I genuinely can't work out what part of this video you think is US-specific. America is far from the only country in the world that has municipality logos on infrastructure, house numbers, or OSM coverage.
There's certainly regions of the world where doing this would be much more challenging (e.g., Central Africa, China, rural India), but the stuff he covered in the video is going to be extremely helpful in the vast majority of cases.
One thing I noticed that doesn't generalize is exactly those house numbers. Depending on house numbering scheme, a house number may effectively be useless. Here in Israel house numbers are just sequential and most streets aren't that long, so what are you going to do with a number like "17" which appears in almost every street in the country?
> so what are you going to do with a number like "17" which appears in almost every street in the country?
Exactly the same thing that Rainbolt did in this video: cut down the amount of work you have to do on each street from checking dozens or potentially hundreds of photos/angles to just 1-3.
Of course if you've only narrowed the streets down to 20,000 candidates instead of 20 of them, that doesn't get you straight to the answer, but it's still a massive proportional improvement.
But the lesson being presented here is to use data that's available to you in the photograph. Maybe you don't have any street numbers (or any particularly useful ones) visible, but you can see the sun at the end of the road and therefore know that it's running directly East-West. That filters out tons of roads. Maybe you can see that houses are only on one side and a river is on the other, you can use that as well. In the video he mentions similar constraints with regards to local parks as being other options for this kind of search narrowing.
The point of that portion of the video isn't "hope the house number is really weird lmao", but to extract any geographical information out of the image and then query that with open mapping databases. House numbers are just one of the most common ones, and while they're typically not quite as powerful as was shown in this video, they're very often going to help dramatically.
Same here, and to that I don't think I know of any municipality logos, pretty sure that is not a thing. And all license plates in the country are going to be the same.
Not exactly US-specific, but Streetview isn't available everywhere. How would he have found the exact ___location without it? Would be quite interesting!
There's a few open data projects that provide similar features to Streetview and can very occasionally be useful in regions without coverage. But yes, typically outside of Streetview coverage you'll be relying on satellite photography, which makes things far more difficult. But that doesn't exactly make the advice here any worse, it just means that the problem you're trying to solve is fundamentally more challenging, so even good techniques might not be able to get you to the solution.
I haven't used his method (or tools) for finding locations.
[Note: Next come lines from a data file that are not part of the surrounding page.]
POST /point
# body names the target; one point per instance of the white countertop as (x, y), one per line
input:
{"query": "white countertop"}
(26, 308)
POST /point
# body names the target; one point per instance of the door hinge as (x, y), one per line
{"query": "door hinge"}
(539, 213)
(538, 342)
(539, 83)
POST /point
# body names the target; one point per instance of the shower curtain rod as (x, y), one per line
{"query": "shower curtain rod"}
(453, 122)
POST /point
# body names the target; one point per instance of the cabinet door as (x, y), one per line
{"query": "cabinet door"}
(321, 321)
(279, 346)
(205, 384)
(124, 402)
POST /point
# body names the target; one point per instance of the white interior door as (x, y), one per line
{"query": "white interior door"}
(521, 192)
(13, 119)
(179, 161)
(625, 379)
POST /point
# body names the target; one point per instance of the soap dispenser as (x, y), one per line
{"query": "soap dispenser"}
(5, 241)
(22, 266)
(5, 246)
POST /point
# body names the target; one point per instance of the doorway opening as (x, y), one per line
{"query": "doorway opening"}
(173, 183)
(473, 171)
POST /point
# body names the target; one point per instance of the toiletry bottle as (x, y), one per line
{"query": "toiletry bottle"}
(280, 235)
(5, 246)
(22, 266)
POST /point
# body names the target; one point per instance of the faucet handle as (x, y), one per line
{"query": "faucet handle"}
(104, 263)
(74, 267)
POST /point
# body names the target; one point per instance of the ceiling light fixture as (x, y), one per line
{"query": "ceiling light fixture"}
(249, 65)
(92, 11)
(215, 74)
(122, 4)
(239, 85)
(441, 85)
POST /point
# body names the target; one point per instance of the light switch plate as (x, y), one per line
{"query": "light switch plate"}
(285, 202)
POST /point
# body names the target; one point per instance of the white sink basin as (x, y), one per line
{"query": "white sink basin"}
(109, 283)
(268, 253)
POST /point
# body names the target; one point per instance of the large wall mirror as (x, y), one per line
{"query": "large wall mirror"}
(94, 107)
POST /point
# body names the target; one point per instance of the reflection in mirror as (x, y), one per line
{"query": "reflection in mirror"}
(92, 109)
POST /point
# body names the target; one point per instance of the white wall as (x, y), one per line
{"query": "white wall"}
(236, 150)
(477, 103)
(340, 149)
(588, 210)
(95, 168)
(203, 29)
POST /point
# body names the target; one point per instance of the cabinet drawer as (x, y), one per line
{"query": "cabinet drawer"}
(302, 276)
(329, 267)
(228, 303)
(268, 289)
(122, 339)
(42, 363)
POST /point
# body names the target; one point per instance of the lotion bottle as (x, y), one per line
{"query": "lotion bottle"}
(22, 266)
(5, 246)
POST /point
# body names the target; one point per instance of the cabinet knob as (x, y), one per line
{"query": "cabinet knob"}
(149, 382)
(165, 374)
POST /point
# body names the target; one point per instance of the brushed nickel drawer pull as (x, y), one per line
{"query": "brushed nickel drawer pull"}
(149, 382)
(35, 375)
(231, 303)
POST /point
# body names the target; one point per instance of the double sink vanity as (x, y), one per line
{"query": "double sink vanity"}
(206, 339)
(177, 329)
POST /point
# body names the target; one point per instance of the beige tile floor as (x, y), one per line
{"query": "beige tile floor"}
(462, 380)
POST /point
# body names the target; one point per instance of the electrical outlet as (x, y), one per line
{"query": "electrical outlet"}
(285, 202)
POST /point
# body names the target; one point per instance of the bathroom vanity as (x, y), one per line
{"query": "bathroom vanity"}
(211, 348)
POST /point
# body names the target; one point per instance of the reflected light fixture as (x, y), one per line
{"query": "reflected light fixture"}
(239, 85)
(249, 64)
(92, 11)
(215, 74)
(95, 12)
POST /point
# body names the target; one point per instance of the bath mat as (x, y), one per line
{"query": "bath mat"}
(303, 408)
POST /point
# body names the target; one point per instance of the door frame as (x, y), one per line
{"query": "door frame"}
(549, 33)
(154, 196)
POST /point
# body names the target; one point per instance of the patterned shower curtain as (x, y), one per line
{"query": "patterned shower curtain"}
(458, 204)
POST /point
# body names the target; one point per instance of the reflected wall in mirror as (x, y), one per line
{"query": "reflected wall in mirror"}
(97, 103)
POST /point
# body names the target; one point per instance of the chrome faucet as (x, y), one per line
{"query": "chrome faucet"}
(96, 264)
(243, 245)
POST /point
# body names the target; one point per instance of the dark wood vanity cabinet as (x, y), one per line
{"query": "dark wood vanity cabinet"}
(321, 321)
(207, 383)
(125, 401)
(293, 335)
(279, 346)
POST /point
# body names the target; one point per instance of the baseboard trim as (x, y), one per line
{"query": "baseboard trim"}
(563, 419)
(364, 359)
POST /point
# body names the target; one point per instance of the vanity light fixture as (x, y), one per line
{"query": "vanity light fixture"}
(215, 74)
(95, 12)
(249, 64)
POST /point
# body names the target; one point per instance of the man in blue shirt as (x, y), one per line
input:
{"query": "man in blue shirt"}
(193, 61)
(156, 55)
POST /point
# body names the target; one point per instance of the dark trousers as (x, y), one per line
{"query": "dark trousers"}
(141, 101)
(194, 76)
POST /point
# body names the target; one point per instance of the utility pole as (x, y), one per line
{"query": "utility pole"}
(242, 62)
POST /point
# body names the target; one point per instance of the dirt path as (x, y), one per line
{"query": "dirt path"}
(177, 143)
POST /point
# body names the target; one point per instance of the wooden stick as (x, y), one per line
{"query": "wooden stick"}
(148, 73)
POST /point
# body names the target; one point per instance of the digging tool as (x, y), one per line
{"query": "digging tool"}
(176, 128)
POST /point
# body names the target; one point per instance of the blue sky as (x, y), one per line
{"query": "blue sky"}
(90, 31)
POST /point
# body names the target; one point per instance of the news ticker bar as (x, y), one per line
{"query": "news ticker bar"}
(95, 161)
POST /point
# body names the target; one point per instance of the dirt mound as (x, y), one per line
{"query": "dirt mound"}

On his video though he does mention Austria/Vienna for museums, etc (on his screenshare), so I assume (assumption1) that if it shares data with OsmAnd (and others) it would be very useful for (anywhere) where internet is prevalent (Americas, Europe, Oceania, most of Asia).
> The purpose of the Korean Land Survey Act was to prevent anyone who is threat to national security from stealing the country’s maps during the post-war period. ROK government enacted the law in 1961 and it concerned the establishment and management of spatial data — it has subsequently been amended in 2009. The Article 16 of the act states strict regulation on taking maps, photos, the results of a survey, or any land surveillance data abroad, because of the likelihood that it could harm South Korean national security interests.